このように、URL フラグメントを活用することで、効率的なクロール管理とサーバーリソースの最適化が実現できます。
簡略化された実用的な解決方法
ファセット ナビゲーションを処理するための、より簡単な方法として次を挙げています。
ファセット ナビゲーションの処理方法
- 重複する URL を統合するための rel=”canonical”
rel="canonical"属性を使用して、重複するコンテンツを持つ複数の URL を一つの正規 URL に統合することが推奨されています。これにより、検索エンジンが重複ページを別々にインデックスしないようにすることで、SEOパフォーマンスを向上させます。 - フィルターされたページの検出を防ぐための rel=”nofollow”
rel="nofollow"属性を使用して、フィルターされたページが検索エンジンによってクロールされるのを防ぐことができます。これにより、不要なページのインデックスを避け、検索パフォーマンスを最適化します。
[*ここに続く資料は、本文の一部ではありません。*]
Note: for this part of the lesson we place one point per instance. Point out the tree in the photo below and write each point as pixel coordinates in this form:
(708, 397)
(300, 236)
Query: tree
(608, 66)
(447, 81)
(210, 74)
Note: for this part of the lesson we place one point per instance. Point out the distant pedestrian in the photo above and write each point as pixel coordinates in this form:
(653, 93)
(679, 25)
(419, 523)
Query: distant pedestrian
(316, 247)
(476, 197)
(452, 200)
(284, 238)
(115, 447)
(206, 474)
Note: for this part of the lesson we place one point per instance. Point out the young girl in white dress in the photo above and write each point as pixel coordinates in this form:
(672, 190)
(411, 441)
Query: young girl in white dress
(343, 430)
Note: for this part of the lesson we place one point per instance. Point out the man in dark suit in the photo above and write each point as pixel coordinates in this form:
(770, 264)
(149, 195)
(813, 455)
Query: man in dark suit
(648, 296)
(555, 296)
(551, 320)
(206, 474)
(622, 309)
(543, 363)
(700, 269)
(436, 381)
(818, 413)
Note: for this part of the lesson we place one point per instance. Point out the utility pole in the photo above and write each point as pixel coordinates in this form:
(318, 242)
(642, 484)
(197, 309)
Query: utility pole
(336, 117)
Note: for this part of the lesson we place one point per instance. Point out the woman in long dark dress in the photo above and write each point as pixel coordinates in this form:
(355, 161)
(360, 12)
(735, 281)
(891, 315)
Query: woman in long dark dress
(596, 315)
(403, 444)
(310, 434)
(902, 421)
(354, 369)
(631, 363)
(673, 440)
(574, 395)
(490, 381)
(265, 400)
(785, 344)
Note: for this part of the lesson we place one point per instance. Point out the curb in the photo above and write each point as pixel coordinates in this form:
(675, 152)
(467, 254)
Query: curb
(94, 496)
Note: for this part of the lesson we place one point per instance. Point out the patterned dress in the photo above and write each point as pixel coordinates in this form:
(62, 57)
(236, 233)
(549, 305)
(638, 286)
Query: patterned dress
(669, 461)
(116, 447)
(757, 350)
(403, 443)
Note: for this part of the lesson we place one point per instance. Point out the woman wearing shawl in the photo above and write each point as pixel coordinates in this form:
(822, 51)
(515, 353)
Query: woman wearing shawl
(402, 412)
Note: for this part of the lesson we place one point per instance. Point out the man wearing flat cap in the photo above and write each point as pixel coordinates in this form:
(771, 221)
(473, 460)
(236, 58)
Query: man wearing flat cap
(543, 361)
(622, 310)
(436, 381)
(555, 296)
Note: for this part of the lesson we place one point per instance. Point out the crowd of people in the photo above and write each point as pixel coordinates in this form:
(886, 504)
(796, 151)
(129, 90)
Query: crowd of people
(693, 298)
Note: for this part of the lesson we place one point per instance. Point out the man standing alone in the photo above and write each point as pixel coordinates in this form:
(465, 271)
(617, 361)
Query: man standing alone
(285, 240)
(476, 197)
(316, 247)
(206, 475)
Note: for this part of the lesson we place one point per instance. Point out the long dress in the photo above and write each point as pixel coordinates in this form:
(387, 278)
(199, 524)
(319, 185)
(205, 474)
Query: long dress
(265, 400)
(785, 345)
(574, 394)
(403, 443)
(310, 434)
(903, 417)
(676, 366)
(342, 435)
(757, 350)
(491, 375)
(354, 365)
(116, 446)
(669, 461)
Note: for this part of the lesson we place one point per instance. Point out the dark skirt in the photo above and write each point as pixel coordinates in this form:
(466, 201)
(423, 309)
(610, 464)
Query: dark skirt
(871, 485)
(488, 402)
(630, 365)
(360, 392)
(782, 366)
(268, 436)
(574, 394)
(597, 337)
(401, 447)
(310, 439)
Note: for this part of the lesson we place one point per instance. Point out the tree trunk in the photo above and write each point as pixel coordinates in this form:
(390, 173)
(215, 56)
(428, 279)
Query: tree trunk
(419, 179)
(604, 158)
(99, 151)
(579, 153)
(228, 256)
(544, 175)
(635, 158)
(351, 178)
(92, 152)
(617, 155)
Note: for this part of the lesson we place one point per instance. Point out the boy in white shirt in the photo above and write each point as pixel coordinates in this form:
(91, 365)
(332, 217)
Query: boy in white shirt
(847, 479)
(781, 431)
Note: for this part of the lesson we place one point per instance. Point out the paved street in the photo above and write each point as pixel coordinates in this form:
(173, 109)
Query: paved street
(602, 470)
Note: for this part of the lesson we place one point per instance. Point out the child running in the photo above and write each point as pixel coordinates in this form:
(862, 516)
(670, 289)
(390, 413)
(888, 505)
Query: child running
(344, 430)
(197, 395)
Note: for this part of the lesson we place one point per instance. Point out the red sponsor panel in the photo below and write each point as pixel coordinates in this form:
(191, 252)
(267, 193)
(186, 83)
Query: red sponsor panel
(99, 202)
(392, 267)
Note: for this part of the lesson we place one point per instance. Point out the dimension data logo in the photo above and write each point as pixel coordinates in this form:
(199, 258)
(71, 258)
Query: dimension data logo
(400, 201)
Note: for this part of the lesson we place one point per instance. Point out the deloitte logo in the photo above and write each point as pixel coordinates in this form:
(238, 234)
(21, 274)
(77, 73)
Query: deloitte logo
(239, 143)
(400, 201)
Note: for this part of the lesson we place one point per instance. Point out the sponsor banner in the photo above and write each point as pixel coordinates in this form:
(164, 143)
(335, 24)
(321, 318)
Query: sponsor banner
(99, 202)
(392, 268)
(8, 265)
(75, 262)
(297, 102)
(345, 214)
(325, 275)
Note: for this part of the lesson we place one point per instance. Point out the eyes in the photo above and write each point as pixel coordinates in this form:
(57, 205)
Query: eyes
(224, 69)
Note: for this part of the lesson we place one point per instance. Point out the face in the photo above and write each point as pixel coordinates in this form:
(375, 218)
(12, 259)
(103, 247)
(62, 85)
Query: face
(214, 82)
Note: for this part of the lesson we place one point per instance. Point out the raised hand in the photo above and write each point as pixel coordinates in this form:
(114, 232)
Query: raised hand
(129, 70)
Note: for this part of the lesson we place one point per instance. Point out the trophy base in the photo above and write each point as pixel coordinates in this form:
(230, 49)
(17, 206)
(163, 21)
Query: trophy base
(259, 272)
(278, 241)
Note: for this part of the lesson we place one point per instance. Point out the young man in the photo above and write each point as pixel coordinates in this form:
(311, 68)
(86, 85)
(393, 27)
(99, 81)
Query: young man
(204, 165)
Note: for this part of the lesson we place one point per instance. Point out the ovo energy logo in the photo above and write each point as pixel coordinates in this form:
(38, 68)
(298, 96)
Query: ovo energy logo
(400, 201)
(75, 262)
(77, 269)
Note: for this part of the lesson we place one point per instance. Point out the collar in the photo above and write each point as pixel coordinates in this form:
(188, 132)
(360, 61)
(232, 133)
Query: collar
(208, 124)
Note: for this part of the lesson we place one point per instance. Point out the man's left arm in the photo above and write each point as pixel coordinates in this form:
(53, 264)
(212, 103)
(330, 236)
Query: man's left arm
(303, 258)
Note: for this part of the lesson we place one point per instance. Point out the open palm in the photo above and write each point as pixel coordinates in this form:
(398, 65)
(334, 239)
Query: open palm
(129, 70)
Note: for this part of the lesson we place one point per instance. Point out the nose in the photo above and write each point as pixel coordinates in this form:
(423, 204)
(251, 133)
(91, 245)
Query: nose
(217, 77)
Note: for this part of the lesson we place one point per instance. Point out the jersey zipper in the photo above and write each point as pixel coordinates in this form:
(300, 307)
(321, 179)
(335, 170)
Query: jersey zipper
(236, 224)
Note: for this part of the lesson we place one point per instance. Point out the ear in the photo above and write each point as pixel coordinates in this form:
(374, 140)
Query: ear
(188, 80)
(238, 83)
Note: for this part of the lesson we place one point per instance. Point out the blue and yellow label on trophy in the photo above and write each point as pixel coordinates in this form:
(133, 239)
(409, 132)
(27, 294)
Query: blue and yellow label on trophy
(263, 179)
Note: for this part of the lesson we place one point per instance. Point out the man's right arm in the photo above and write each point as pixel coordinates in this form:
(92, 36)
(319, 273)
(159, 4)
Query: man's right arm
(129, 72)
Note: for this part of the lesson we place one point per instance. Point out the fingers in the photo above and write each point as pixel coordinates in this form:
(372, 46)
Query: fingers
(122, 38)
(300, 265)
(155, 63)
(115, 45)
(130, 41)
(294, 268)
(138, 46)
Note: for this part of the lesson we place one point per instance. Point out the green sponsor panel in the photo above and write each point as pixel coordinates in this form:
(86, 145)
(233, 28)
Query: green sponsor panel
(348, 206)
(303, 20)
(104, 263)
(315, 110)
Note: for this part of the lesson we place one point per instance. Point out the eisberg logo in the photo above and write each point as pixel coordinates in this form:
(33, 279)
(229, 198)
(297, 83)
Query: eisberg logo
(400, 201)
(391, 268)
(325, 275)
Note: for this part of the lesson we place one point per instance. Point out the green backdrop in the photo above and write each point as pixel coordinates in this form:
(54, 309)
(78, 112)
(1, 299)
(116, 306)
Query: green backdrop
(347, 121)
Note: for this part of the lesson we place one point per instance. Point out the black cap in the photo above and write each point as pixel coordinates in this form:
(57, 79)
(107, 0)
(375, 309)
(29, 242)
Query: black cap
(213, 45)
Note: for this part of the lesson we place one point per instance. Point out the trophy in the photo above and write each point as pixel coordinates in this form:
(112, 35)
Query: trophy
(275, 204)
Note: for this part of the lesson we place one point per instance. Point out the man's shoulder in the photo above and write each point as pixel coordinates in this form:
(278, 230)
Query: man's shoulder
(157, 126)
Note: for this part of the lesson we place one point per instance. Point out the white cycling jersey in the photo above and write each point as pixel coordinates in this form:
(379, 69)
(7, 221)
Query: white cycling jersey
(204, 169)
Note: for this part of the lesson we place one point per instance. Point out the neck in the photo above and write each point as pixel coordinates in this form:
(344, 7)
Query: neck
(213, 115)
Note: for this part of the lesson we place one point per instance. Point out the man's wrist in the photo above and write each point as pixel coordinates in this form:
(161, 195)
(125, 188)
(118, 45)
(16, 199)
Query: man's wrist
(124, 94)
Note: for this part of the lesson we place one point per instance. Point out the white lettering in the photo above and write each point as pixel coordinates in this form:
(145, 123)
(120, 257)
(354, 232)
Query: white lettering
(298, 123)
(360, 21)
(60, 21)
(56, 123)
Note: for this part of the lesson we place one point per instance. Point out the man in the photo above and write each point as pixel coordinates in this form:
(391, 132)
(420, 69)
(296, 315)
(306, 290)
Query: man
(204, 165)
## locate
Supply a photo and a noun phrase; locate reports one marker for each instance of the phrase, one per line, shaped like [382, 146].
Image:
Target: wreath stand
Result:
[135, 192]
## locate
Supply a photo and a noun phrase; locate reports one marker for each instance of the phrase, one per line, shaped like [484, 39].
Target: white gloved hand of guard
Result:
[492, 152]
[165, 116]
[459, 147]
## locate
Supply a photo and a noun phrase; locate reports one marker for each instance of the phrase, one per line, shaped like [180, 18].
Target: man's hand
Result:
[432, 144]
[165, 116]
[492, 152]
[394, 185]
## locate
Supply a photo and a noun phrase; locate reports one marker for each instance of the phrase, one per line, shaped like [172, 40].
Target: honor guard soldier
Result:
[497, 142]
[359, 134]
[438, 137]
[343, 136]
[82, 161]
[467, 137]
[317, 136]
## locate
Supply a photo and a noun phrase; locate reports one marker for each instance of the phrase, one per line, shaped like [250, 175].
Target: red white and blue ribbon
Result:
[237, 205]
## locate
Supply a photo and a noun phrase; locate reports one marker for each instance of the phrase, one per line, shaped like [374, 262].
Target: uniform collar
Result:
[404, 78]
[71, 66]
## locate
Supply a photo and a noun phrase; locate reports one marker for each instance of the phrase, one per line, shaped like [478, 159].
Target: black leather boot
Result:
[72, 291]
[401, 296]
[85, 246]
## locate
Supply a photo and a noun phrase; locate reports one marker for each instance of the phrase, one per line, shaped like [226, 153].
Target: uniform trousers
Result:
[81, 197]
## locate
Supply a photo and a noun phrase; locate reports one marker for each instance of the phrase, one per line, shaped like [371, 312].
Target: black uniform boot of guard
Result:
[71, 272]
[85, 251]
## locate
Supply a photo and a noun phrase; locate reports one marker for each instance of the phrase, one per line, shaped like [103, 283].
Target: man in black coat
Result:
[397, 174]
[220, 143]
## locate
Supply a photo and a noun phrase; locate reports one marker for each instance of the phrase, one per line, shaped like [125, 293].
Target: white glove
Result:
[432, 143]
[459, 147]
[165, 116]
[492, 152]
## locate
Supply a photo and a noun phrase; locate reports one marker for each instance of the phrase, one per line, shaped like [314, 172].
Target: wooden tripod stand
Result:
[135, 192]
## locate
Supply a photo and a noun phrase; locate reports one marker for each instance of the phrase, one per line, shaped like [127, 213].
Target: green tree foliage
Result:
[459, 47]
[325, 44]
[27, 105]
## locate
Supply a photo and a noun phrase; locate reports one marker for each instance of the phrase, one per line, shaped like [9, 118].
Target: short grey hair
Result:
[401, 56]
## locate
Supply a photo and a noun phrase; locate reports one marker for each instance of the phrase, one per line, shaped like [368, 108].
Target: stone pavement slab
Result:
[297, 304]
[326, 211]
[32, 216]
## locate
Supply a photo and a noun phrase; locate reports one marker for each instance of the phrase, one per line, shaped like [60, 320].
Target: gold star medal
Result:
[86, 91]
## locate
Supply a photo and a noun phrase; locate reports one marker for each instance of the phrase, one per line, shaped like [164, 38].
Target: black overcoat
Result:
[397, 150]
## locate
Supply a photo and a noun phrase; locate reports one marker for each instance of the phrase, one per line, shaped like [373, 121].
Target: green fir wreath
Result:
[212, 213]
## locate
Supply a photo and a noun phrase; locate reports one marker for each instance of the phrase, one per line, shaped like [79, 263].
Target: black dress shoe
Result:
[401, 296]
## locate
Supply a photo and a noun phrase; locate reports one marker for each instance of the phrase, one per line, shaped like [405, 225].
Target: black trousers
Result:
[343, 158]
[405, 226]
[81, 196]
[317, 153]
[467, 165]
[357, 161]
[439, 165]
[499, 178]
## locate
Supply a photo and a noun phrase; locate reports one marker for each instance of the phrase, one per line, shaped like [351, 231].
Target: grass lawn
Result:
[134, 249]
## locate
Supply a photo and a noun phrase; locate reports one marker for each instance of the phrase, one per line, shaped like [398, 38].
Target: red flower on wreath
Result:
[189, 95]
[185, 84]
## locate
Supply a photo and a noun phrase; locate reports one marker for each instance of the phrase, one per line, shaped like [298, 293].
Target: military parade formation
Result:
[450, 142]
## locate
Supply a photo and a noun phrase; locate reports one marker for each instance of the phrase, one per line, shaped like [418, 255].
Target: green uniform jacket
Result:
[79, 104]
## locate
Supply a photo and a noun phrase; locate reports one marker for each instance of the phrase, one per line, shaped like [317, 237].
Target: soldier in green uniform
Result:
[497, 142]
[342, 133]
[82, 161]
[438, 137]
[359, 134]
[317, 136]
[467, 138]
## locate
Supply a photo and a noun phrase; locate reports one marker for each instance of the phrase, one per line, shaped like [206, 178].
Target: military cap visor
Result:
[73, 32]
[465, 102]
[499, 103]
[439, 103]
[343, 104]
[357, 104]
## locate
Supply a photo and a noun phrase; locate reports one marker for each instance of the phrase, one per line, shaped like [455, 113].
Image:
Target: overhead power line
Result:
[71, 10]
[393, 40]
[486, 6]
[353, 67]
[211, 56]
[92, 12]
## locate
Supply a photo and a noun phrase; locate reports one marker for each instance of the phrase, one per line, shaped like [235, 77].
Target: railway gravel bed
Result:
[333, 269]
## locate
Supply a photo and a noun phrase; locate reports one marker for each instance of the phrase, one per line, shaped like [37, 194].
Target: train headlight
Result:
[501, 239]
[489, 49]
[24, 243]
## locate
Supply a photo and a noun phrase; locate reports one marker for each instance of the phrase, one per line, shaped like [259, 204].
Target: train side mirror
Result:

ただし、rel="canonical" と rel="nofollow" は長期的には効果が低減する可能性があります。そのため、定期的な見直しと更新が重要です。
追加の考慮点
- URL パラメータ区切り文字
カンマ (,) やセミコロン (;) などの文字は、URL のパラメータ区切りとして使用すべきではありません。これらの文字は、URL の解釈を複雑にし、予期しない問題を引き起こす可能性があります。 - 404 HTTPステータスコードの使用
存在しないページや削除されたページに対しては、適切な 404 HTTPステータスコードを返すことが推奨されています。これにより、検索エンジンが無効な URL をインデックスするのを防ぎます。
まとめ
ファセットナビゲーション URL のクロール管理のドキュメントは公開されたばかりのため、まだ英語だけです。日本語訳されるまでの間、大規模サイトの管理者が早めに対策を講じることが望ましいです。英語のままでも、翻訳ツールや生成 AI を活用して内容を理解することが有益です。特に、大規模サイトの管理者にとっては、早期対応が重要です。
- ドキュメントの公開状況:新しいファセットナビゲーション URL のクロール管理ドキュメントは現在英語のみで公開されています。
- 日本語訳のタイミング:日本語訳されるまでには数週間かかる可能性があります。
- 影響のタイミング:重大な悪影響がすぐに発生するわけではないため、日本語訳を待つことも一つの選択肢です。
- 早期対応の重要性:特に大規模サイトの管理者にとっては、翻訳ツールや生成 AI を使って早いうちにドキュメントを読むことが推奨されます。